Re: Duplicate inode number when mount --bind some directories to same mountpoint. (from Fedora18 to 4.10-rc3)

From: Nakajima Akira
Date: Thu Jan 12 2017 - 20:40:14 EST


On 2017/01/12 19:24, Al Viro wrote:
On Thu, Jan 12, 2017 at 06:16:35PM +0900, Nakajima Akira wrote:
Bug:
Duplicate inode number when mount --bind some directories to same
mountpoint. (from Fedora18 to 4.10-rc3)
Fedora17 and earlier works correctly.

Explain, please. "Duplicate inode number" between what and what?

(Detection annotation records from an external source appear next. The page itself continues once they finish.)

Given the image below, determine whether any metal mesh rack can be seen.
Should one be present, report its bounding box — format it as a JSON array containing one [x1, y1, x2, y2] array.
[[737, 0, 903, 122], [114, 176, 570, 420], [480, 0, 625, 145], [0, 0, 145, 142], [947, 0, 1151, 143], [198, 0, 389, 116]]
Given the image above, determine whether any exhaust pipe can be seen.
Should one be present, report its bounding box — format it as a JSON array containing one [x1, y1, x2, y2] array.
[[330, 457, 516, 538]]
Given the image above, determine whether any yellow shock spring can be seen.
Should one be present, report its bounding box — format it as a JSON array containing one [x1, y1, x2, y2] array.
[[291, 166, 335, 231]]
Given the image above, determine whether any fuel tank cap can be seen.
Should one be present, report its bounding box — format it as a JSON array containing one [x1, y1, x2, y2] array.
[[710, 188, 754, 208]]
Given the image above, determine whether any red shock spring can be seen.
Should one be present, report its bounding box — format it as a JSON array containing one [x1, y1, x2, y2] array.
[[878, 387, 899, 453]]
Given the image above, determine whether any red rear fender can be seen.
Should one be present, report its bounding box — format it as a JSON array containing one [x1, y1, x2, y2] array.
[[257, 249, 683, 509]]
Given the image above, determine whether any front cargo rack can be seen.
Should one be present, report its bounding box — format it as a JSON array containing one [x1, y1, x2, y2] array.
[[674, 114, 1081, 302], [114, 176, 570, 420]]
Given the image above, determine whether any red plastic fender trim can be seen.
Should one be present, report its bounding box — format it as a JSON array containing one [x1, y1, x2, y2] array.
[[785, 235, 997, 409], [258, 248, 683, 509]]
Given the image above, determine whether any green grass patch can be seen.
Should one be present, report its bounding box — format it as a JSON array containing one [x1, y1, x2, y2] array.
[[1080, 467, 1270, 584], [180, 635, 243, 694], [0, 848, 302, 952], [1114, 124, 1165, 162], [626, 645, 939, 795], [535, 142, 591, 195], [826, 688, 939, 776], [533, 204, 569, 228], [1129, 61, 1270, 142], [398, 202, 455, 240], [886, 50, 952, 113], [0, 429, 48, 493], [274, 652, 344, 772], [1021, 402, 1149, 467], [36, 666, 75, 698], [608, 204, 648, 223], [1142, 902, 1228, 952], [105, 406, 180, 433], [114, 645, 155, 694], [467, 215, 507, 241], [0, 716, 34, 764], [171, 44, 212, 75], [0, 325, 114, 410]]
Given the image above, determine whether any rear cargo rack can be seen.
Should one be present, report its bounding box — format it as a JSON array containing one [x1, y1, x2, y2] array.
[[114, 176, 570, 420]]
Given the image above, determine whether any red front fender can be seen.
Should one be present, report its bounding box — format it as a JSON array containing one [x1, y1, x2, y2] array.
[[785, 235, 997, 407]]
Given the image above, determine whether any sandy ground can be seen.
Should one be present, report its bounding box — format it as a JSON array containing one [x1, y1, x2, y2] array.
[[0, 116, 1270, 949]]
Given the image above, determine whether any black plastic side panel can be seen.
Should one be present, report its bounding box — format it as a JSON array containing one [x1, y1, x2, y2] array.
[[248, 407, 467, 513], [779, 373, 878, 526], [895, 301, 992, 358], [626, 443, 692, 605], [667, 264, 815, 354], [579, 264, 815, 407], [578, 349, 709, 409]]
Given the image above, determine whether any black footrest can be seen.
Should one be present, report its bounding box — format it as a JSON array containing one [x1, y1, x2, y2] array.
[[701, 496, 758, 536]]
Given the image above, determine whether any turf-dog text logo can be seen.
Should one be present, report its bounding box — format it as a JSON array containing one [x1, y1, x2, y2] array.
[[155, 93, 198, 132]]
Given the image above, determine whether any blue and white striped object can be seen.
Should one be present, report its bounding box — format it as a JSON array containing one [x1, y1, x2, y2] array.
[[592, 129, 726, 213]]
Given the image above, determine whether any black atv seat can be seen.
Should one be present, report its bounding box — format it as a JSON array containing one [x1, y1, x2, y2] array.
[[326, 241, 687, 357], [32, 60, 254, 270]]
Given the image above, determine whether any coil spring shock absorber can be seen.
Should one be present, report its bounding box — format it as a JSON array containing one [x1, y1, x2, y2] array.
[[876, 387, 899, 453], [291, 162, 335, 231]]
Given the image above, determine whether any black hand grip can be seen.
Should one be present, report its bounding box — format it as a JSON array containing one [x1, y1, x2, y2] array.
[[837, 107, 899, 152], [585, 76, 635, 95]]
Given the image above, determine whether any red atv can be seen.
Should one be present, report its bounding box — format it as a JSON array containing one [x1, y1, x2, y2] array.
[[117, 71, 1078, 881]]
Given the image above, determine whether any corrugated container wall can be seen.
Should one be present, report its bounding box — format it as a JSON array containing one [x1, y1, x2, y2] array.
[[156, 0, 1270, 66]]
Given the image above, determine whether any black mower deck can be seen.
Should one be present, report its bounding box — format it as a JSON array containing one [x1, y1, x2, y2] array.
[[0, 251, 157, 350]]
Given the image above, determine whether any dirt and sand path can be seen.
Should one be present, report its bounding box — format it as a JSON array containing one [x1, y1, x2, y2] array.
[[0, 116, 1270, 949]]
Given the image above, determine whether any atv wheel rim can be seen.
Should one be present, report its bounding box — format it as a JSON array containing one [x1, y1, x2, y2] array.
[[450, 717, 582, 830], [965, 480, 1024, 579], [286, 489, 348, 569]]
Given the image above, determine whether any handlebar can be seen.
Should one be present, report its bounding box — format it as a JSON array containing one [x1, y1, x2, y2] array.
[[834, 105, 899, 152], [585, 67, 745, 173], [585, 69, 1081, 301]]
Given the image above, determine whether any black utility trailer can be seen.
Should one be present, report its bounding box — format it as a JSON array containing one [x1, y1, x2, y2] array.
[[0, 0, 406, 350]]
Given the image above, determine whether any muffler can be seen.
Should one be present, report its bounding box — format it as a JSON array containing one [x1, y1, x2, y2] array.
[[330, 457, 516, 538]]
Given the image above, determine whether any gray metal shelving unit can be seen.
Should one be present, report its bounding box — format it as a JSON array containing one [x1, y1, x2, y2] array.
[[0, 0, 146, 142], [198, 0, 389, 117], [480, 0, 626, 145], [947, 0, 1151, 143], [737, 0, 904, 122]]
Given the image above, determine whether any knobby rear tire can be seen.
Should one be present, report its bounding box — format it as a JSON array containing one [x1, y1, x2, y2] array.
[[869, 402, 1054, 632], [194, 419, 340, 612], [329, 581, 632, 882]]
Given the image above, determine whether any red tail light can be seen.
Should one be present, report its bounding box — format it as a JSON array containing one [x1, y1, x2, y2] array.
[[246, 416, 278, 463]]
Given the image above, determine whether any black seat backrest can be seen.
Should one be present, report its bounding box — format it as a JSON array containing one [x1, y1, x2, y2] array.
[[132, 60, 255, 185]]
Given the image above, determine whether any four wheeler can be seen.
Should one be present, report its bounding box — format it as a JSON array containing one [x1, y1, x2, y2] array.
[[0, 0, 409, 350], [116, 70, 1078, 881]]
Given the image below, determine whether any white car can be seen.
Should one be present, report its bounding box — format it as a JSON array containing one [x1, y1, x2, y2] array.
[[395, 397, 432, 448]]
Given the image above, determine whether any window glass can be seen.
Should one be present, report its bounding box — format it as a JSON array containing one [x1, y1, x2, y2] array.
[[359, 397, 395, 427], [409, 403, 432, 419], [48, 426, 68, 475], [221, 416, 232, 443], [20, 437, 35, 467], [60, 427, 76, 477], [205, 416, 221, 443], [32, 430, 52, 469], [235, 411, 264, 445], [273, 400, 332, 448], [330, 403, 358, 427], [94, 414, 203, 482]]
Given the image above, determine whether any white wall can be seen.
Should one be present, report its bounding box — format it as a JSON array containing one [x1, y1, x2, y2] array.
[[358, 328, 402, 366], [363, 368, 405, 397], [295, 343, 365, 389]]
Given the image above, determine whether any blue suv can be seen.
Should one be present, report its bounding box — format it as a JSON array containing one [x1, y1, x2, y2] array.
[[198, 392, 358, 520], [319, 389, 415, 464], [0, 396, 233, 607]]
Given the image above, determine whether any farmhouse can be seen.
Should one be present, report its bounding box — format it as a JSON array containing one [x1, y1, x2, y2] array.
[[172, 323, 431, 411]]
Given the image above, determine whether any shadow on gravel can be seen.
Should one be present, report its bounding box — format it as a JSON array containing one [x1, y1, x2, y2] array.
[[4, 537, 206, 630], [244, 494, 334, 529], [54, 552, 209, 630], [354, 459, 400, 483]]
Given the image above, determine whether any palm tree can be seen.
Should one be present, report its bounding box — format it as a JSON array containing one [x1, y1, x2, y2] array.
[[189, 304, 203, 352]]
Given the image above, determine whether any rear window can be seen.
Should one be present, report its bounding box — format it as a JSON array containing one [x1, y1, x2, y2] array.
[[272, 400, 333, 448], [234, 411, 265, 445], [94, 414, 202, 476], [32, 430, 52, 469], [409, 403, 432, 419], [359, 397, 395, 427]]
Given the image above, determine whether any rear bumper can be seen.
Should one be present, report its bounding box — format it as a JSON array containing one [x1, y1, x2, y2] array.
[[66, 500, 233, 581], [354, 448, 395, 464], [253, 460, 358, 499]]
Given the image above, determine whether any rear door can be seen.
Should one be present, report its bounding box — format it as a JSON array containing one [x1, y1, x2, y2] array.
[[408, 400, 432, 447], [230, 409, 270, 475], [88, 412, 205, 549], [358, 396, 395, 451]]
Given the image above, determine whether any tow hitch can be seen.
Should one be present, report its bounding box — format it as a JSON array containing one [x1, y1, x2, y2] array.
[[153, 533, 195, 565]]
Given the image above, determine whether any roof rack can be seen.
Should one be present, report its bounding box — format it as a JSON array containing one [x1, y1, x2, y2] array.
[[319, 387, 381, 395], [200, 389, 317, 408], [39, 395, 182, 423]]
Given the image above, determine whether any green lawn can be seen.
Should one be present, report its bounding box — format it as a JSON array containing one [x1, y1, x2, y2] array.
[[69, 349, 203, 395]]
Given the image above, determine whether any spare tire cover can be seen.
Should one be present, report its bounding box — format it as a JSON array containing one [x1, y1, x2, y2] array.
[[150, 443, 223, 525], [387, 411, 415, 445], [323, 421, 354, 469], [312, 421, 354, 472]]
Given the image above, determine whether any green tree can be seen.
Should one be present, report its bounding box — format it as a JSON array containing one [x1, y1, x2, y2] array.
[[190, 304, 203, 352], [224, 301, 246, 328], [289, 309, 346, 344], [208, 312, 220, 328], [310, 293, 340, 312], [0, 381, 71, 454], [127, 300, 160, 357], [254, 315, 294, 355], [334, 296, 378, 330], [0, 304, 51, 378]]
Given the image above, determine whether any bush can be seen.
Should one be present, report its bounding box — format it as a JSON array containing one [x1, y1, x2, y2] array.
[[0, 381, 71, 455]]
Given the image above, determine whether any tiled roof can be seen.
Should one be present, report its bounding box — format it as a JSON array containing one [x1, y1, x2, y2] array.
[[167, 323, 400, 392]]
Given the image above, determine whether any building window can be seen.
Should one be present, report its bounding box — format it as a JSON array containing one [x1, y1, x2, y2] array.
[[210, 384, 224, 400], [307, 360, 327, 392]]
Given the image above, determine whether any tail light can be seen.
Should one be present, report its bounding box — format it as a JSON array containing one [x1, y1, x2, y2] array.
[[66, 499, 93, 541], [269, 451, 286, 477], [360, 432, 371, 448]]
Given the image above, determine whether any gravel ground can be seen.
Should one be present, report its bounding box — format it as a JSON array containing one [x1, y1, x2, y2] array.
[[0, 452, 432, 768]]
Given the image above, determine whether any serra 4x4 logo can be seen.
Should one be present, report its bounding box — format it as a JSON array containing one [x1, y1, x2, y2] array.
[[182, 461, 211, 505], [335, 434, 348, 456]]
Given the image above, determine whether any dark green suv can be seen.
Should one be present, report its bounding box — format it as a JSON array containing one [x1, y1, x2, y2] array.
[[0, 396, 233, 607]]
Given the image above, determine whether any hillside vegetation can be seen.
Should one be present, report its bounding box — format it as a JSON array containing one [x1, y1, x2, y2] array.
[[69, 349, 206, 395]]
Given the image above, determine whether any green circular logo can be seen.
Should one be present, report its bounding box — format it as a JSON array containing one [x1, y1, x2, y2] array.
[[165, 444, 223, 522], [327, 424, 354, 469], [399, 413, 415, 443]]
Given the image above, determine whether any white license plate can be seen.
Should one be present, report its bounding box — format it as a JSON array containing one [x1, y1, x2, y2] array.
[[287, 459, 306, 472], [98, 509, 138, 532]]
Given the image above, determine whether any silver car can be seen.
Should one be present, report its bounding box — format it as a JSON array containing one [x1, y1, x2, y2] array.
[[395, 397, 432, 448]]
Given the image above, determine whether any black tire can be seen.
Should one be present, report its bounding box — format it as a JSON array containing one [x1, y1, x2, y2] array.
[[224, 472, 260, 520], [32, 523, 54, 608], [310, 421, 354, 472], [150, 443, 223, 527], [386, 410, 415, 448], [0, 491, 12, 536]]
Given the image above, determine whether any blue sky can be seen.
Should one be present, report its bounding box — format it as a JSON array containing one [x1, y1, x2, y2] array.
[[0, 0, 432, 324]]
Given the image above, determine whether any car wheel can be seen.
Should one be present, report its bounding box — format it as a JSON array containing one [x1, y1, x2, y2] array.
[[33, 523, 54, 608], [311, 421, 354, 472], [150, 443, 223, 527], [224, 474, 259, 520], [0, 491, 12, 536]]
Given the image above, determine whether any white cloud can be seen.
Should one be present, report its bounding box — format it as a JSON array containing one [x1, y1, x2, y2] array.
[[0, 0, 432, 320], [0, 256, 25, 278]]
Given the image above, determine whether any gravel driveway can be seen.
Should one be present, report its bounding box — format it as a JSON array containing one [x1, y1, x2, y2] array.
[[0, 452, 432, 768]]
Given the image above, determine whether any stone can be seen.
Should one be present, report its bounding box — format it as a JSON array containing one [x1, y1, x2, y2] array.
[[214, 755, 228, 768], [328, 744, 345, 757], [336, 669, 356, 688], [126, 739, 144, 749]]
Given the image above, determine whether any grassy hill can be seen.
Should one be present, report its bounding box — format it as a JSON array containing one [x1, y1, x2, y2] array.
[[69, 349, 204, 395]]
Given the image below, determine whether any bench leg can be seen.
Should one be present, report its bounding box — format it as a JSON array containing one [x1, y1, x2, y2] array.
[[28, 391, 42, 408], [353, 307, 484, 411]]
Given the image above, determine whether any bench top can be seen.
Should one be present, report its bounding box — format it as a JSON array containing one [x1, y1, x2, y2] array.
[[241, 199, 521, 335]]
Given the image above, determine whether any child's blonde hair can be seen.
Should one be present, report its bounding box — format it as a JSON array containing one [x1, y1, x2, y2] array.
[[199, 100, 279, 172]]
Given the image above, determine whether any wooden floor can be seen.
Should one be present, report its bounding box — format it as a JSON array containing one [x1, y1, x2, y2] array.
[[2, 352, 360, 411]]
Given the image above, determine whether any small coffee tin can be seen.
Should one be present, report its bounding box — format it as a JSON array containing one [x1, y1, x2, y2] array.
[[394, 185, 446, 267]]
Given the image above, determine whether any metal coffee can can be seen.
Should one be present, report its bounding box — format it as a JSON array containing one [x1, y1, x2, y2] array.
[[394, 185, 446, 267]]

Duplicate inode number between mounted directories.

Example)
# cd /home
# mkdir a b
# ls -i
100 a 999 b
# mount --bind a /mnt
# mount --bind b /mnt
# ls -i
999 a 999 b

Inode number of directory "a" is changed to "b".
Then we see directory "b" when ls "a".


And,
Above kernel ver 3.6 (Fedora18 including 4.10-rc3) creates many structs of
mount than ver 3.3 (Fedora17).
Is this a correct specification?
Looks kernel creates same many structs of mount.

alloc_vfsmnt() and clone_mnt() are internal functions, no promises of
stability had ever been given... As for the differences between these
setups... almost certainly an effect of changed shared-subtree settings.
Userland, not kernel.


Systemtap script result on Fedora25
Kernel create many structs of mount.
And, inode number of "a" changes to 547586 of "b".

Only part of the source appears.